One of the less anticipated announcements in July’s Budget was Chancellor George Osborne’s decision to increase the rate of Insurance Premium Tax (IPT) by more than half – from 6% to 9.5% with effect from 1 November 2015.
With insurers expected to pass this cost on, local authorities face an automatic rise in total insurance spending of 3.5%. This also means tax now represents almost one tenth of their insurance costs. So it is imperative that local authorities mitigate their expenditure on insurance while ensuring protection remains appropriate to their risk profile.
A key consideration is the structure of how you finance risk, in particular levels of self-insurance, via an insurance programme design review. This work should be completed by a qualified actuary and include advice on various levels of self-insurance and anticipated costs of external insurance (including tax) for each option. Conducting such an exercise will enable local authorities to ensure cover is purchased on the most efficient basis – and even if this work has been completed relatively recently a refresh may be required following the change in taxation.
For example, the figures in the graphic (below) illustrate long-term savings that could potentially be achieved from taking a higher level of self-insured deductible (that portion of a loss for which the insured is responsible). The actual results achievable will vary significantly depending on the type of authority and the magnitude of the increase in deductible.
Over recent years there has been limited demand within local government for alternative risk financing solutions – such as mutuals or risk pools – with the London Authorities Mutual (LAML) the most recent.
However, the public sector push for devolution and closer working between local authorities may be a driver to consider how insurance cover and service teams could best be knitted together to achieve a more efficient solution.
Consequently, the time is ripe for local authorities to consider the options available and establish whether they offer a more efficient alternative to traditional insurance cover.

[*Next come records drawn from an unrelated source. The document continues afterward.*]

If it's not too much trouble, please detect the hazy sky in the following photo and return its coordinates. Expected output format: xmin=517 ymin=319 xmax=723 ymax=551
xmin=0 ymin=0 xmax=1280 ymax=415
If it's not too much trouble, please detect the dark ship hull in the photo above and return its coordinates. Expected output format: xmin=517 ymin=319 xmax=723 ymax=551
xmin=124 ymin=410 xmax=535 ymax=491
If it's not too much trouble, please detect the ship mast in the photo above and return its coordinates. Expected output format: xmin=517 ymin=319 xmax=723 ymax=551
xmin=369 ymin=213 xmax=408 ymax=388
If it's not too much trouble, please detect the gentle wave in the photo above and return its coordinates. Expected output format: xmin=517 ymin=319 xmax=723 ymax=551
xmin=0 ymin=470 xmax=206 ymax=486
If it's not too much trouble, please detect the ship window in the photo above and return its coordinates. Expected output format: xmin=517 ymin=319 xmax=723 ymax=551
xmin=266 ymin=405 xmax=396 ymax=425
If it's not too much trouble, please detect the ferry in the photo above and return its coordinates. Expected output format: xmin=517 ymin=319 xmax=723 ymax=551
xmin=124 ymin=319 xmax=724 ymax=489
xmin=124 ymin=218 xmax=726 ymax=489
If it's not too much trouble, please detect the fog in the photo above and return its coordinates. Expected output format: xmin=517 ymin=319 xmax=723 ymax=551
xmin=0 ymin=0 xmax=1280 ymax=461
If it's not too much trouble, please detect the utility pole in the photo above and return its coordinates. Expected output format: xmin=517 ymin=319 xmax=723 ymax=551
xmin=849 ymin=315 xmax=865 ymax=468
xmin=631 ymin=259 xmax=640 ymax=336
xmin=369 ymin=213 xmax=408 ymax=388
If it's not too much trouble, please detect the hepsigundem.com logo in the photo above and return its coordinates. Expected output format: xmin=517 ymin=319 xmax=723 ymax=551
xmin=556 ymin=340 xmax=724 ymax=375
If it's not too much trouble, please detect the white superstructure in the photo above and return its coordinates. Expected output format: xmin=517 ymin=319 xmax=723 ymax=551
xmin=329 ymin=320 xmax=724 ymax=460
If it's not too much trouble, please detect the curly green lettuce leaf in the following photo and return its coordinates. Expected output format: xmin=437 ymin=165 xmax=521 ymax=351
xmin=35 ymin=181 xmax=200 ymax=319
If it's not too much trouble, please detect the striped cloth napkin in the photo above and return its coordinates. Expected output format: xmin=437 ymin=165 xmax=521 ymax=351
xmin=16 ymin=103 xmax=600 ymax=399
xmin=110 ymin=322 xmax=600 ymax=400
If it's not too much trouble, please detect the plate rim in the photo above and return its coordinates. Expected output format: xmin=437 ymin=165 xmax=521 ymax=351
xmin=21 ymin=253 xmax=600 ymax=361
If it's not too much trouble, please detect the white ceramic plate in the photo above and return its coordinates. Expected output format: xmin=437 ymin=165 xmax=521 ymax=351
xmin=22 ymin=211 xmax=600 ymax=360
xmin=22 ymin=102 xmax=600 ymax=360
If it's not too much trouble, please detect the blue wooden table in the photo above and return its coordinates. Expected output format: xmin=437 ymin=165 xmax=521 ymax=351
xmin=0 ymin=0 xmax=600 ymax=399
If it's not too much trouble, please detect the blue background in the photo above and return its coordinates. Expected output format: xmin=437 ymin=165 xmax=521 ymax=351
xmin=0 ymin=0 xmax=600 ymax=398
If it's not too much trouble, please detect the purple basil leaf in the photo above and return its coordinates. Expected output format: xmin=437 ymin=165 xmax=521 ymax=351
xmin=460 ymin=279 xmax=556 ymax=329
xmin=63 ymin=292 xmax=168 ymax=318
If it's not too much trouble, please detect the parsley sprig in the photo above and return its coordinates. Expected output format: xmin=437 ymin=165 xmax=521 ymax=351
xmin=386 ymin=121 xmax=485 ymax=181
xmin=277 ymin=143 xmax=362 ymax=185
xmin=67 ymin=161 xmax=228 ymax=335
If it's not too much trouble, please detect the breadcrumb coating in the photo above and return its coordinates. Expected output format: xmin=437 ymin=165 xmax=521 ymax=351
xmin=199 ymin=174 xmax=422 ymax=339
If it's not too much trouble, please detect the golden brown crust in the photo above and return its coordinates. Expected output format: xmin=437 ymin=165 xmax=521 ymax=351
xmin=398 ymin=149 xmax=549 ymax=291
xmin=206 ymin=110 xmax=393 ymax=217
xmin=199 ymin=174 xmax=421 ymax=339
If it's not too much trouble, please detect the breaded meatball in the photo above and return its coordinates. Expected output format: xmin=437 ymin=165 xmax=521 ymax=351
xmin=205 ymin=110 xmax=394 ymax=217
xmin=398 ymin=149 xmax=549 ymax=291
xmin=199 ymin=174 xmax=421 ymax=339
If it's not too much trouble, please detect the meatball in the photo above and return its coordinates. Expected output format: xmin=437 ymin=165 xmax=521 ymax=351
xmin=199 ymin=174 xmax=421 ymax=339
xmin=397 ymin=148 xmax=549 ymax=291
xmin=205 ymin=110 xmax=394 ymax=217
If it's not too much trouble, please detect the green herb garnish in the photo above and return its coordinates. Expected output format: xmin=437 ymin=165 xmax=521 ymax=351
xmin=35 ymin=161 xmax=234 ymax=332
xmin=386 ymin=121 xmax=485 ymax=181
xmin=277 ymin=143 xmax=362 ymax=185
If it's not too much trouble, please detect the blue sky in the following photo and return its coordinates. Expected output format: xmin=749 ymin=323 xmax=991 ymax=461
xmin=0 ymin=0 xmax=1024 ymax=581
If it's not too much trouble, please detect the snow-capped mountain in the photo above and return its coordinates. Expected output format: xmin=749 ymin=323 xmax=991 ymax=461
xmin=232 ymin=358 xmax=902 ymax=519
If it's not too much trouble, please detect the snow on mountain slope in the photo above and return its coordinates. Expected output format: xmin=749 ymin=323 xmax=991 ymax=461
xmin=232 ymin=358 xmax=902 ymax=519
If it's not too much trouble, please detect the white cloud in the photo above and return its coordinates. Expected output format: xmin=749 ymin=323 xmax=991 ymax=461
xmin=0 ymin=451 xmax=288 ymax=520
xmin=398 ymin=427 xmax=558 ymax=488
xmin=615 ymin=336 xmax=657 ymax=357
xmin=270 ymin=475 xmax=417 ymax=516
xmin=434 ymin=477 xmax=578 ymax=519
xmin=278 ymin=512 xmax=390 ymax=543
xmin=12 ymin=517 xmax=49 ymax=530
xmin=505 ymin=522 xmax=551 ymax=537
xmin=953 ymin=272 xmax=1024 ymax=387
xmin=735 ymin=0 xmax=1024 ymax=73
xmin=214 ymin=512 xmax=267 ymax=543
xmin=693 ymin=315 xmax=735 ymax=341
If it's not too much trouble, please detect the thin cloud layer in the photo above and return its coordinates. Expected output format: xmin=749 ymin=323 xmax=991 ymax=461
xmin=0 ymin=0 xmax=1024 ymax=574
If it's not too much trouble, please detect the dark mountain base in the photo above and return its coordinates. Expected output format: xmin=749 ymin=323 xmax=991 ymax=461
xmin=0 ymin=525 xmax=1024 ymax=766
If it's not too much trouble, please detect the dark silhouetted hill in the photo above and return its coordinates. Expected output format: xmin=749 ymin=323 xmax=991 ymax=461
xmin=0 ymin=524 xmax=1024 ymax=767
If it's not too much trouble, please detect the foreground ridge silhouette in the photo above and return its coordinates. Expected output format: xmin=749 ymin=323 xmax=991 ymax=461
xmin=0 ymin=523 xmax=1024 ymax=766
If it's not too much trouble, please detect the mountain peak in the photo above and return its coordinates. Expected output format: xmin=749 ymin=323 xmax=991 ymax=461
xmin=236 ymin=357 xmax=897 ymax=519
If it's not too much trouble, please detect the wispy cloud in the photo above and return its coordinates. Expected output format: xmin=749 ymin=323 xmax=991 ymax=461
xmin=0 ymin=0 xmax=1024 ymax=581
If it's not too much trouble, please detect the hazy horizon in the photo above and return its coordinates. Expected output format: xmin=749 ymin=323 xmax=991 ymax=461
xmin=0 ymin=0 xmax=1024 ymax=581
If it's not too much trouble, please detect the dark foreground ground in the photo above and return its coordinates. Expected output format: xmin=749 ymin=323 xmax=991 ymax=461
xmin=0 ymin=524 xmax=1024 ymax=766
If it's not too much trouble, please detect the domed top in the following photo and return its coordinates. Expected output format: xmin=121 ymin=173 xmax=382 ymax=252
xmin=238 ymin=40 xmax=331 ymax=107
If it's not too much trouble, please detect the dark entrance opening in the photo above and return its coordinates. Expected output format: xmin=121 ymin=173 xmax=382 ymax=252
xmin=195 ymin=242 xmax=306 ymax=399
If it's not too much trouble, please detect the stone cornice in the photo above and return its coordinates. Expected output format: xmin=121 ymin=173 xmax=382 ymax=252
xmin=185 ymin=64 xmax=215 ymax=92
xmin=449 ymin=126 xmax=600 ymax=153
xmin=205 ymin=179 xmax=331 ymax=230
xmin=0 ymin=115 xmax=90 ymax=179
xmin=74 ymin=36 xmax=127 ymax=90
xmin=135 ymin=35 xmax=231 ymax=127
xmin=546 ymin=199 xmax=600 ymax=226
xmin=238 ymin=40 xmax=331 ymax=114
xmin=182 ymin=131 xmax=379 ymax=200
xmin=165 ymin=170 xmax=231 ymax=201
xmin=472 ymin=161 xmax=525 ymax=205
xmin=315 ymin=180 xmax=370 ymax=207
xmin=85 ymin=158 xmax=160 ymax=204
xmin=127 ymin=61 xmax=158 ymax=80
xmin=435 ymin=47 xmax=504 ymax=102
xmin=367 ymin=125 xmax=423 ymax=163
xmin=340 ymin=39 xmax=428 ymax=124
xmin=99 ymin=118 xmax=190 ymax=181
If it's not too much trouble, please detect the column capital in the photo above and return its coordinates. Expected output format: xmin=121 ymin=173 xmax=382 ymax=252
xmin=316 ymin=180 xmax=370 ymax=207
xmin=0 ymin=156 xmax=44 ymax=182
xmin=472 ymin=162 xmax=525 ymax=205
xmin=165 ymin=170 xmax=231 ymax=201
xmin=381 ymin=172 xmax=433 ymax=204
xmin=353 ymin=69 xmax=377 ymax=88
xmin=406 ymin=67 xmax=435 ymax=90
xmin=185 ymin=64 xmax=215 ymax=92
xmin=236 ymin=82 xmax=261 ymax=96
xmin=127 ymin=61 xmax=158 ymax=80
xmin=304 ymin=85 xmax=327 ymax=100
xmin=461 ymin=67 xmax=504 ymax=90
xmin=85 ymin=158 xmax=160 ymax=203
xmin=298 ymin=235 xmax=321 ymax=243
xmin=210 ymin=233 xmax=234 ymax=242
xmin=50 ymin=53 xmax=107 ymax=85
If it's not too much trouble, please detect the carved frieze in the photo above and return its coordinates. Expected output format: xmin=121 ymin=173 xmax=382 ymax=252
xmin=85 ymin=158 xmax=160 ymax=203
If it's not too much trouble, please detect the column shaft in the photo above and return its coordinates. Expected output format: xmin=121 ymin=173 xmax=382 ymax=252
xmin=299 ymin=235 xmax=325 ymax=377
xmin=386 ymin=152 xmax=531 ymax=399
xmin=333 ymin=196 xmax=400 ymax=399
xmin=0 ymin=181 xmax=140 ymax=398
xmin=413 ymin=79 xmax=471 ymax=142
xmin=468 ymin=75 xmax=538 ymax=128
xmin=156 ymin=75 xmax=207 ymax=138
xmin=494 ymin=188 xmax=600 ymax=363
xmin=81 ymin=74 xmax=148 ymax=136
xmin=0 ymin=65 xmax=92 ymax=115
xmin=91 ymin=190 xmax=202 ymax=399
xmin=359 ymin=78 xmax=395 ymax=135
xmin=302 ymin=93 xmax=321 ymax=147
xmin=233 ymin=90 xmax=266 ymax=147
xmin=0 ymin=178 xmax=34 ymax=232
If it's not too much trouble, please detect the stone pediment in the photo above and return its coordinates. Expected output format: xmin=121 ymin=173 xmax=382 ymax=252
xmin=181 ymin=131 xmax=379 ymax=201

Aside from exploring alternative forms of risk transfer, local authorities must continue to demonstrate their risk profile in the most effective way, including:
● Property data reviews – such as the establishment of estimated maximum loss limits, which assist underwriters in assessing the total sums at risk.
● Natural catastrophe modelling, to help you understand the impact a flood would have and negotiate with insurers effectively.
● Reviews of claim reserves.
● Demonstration of proactive risk management work.
● Gap analysis to highlight both currently uninsured risks and policies that are unnecessary.
While this work would be conducted by a local authority’s risk and insurance personnel, the involvement of senior finance individuals will be particularly valuable when considering the nuances of public sector procurement regulations – as these can prove obstructive to generating wider competition from new insurance participants.